Start-up Palantir: Glaskugel der Geheimdienste

Die Firma Palantir ist der Hauslieferant von Militärs und Spionen. Auch die Bundeswehr hat sich die Big-Data-Software angeschaut.

Palantir ist das geheimnisvollste Unternehmen der Welt. So enthüllte der US-Kriegsreporter Mark Bowden in seinem Buch „Killing Osama“, dass die Software des US-Start-ups letztlich auf die Spur von Bin Laden geführt habe. Dementiert wurde das nie. Erst im Februar wurde Palantir-Chef Alex Karp bei einem Auftritt auf der Münchner Sicherheitskonferenz gefragt, ob die Geschichte mit dem Al-Qaida-Chef stimme. Dazu dürfe er nichts sagen, erklärte Karp. „Aber unser Produkt ist schon sehr nützlich“, fügte er lächelnd hinzu. Schließlich sind es genau diese Geschichten, die Palantir eine mythische Aura verleihen.

In München traf Karp auch Verteidigungsministerin Ursula von der Leyen (CDU) und versuchte, ihr seine Analyseprogramme schmackhaft zu machen. Spekulationen darüber gab es bereits. „Im Rahmen einer grundsätzlichen Marktanalyse hat ein Gespräch mit Vertretern der Firma Palantir stattgefunden“, erklärte die Bundesregierung jetzt in einer Antwort auf eine Kleine Anfrage der Grünen.

Ex-CIA-Chef lobt Palantir

Auf den ersten Blick sind beide ideale Partner. Die Streitkräfte versuchen technologisch massiv aufzurüsten und haben eine Cybereinheit und ein Cyber Innovation Hub gegründet. Palantir wiederum gilt als bevorzugter Technologielieferant von Militär und Geheimdiensten. Schon vor einigen Jahren wurde bekannt, dass die Analyseprogramme bei zwölf US-Behörden im Einsatz sind, darunter CIA, FBI, NSA, Pentagon, Marines und Air Force. „Ich wünschte, wir hätten dieses mächtige Tool vor 9/11 gehabt“, schwärmte der frühere CIA-Direktor George Tenet. Ein US-Militär bezeichnete Palantirs Big-Data-Programme als „Kombination aller Analysewerkzeuge, die man sich nur erträumen kann“.

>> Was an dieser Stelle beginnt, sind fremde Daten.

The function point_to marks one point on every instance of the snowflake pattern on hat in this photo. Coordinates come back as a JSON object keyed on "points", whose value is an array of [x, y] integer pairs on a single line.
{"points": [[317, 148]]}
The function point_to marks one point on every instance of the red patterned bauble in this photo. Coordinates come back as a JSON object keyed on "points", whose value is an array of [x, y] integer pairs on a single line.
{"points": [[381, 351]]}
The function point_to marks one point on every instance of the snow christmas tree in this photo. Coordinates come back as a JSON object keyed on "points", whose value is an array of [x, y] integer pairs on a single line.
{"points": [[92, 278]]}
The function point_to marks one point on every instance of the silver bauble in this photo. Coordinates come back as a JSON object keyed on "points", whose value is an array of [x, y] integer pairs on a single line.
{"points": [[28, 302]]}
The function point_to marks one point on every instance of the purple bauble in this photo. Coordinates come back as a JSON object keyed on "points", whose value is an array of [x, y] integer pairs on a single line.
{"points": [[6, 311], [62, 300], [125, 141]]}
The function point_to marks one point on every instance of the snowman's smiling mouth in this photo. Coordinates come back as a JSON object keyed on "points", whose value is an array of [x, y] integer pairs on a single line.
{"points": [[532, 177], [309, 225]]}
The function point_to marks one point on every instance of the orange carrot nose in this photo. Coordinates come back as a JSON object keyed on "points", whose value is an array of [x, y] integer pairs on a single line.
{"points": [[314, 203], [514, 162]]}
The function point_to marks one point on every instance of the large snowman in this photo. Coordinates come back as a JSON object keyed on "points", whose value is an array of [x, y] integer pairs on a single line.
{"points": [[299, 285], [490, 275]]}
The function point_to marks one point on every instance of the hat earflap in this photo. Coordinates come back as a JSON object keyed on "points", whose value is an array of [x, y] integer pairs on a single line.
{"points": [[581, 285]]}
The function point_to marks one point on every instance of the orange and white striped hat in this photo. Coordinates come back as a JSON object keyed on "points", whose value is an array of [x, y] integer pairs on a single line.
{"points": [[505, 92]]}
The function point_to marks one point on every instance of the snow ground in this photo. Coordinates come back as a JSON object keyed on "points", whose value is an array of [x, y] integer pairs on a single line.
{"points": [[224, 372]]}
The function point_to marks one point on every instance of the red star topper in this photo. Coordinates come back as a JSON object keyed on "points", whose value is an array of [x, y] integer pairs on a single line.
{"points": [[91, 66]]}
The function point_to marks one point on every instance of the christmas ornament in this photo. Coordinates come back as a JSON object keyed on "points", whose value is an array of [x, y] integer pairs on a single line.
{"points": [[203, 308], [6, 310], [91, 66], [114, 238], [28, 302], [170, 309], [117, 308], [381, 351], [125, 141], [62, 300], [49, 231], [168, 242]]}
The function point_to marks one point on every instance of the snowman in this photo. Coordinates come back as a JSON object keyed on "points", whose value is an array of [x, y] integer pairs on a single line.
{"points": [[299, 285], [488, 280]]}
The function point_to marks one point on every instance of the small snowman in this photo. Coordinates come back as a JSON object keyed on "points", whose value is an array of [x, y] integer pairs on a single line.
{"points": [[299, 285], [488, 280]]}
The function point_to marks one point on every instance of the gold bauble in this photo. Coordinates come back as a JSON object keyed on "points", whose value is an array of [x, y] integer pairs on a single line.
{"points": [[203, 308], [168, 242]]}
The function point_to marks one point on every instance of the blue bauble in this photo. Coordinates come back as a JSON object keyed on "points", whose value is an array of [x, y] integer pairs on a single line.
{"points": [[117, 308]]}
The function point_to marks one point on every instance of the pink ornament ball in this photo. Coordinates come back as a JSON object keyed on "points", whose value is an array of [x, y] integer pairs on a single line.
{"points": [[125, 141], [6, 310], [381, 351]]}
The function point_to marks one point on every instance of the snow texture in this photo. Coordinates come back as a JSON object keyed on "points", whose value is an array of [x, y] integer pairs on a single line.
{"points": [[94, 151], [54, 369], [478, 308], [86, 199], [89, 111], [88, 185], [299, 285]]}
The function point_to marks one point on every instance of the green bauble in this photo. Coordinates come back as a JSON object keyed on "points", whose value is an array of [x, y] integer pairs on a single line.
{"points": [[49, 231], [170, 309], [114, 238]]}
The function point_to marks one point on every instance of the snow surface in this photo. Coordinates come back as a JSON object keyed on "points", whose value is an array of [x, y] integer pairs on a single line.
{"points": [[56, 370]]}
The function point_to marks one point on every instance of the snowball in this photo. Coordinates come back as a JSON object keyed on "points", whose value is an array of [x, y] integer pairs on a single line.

Die CIA war auch schon an der Entstehung beteiligt: Der Start des 2003 gegründete Unternehmen wurde von der CIA-Tochter In-Q-Tel finanziert. Weiterer maßgeblicher Geldgeber war der deutschstämmige Starinvestor Peter Thiel, von dem schon Facebook-Gründer Mark Zuckerberg sein Startkapital erhalten hat. Thiel hatte zuvor den Zahlungsdienst Paypal mit aufgebaut, dabei entstand auch die Idee für Palantir. Denn Paypal investierte enorme Ressourcen darin, Algorithmen zu entwickeln, die automatisch Betrugsversuche aufspüren und ausbremsen.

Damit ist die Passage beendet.